We estimate that approximately 55% of the total eligible population are currently enrolled in MHIS. This is in line with the estimated 56% population-level insurance coverage published by the National Sample Survey Office of India.

Reviewer #2: The paper seeks to analyse care provision, utilisation, and quality of the MHIS through analysis of the enrolment and claims data of the MHIS I to III, from 2013 to 2018 and to track patterns of enrolment of beneficiaries in the scheme over this period of time, trends in care utilisation behaviours, and patterns of care provision, The objectives of this analysis were threefold: to understand the success of the MHIS in reaching target beneficiaries for enrolment; to understand the patterns of care provision and key trends in both Government health spending and health service utilisation; and to examine how claims data could inform our understanding of the quality of care provided under the MHIS. This review has kept this as the objective to be attained by the paper.

The authors had access to enrolment and claims data should use them to answer the questions they had set for themselves and additional questions that arise from the data they have presented. Listed below are some instance where such questions remain unanswered.

We thank the reviewer for this thorough and considered review. We would like the reviewer to know that we have significantly amended the manuscript on the basis of the comments received and believe that it is a much stronger manuscript because of these changes. We are grateful to the reviewer for taking the time to provide such substantial feedback.
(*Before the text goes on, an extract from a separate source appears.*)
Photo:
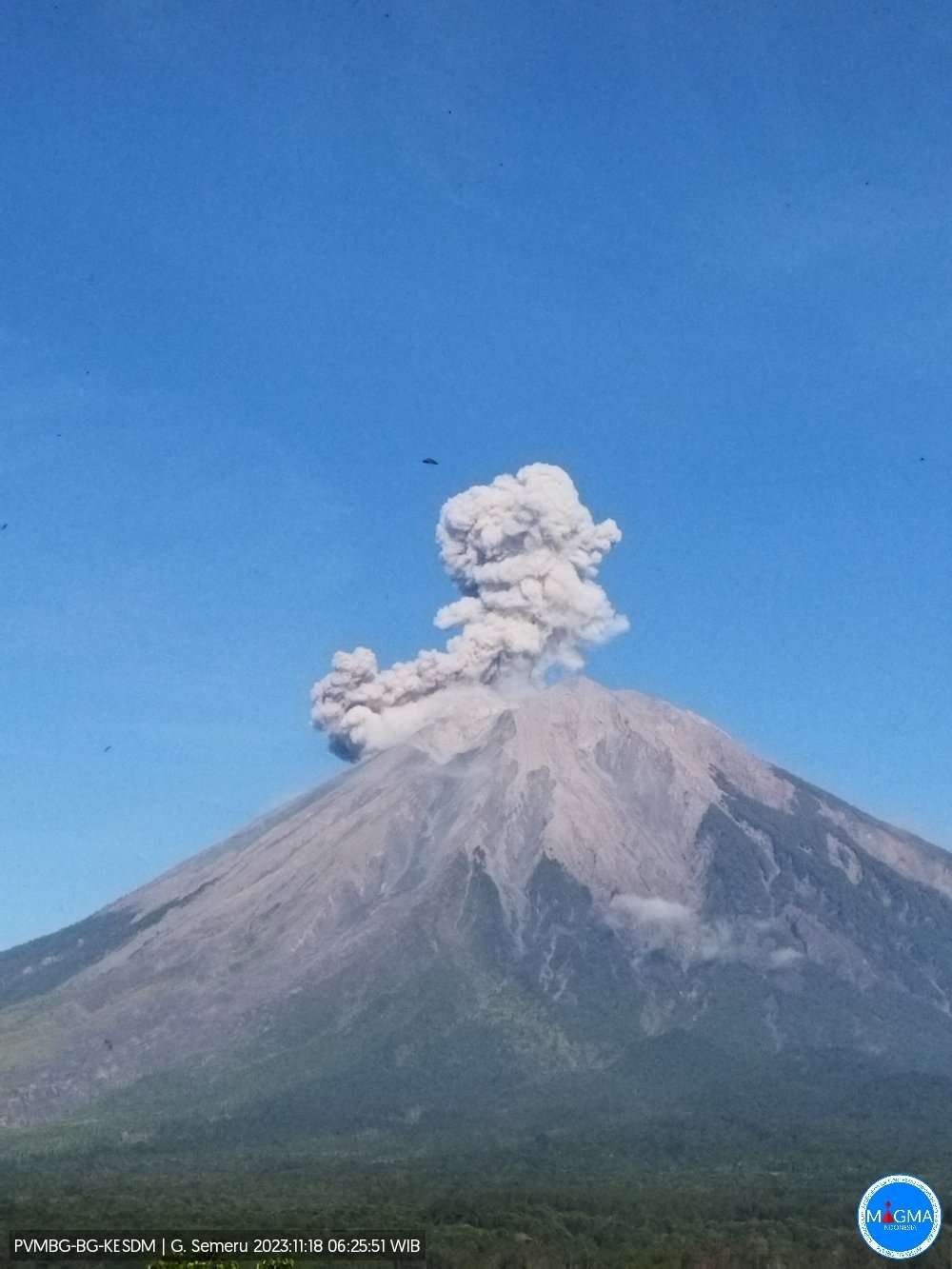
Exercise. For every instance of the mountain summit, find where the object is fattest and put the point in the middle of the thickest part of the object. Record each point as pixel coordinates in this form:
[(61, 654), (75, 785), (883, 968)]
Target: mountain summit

1. For utilisation, the percentage of eligible population who are enrolled and the percentage of enrolled population who used the scheme (weighted by the propensity to consume health care in the state) are good indicators. The percentage of eligible persons who were enrolled is provided for the total population. But the data presented has aspects that need to be explained, to meet the objectives of the paper. MHIS II to III shows a decline is some population groups e.g. Males, ages 19- 60 and above) and in some districts (East Jantia and Garo Hills). In order to ‘track the patterns of enrolment in the scheme’ it is important to answer whether this had implications to the reach of the scheme. [ The additional enrolment mentioned in the paper is accounted for by some demographic groups and districts ]. Authors could look at the enrolment as a percentage of eligible population in these categories and see if the dip is real or a function of demographic shift. Since they had access to claims data they could look for an explanation in the utilisation pattern of these groups in the earlier years to see if this impacted the willingness to enrol in later years. If the claims data will also demonstrate whether the fall off is linked to lack of geographic proximity, which will reduce access costs which are not reimbursed. This would have clarified a phenomenon found in their table and could have equity implications which are not explored.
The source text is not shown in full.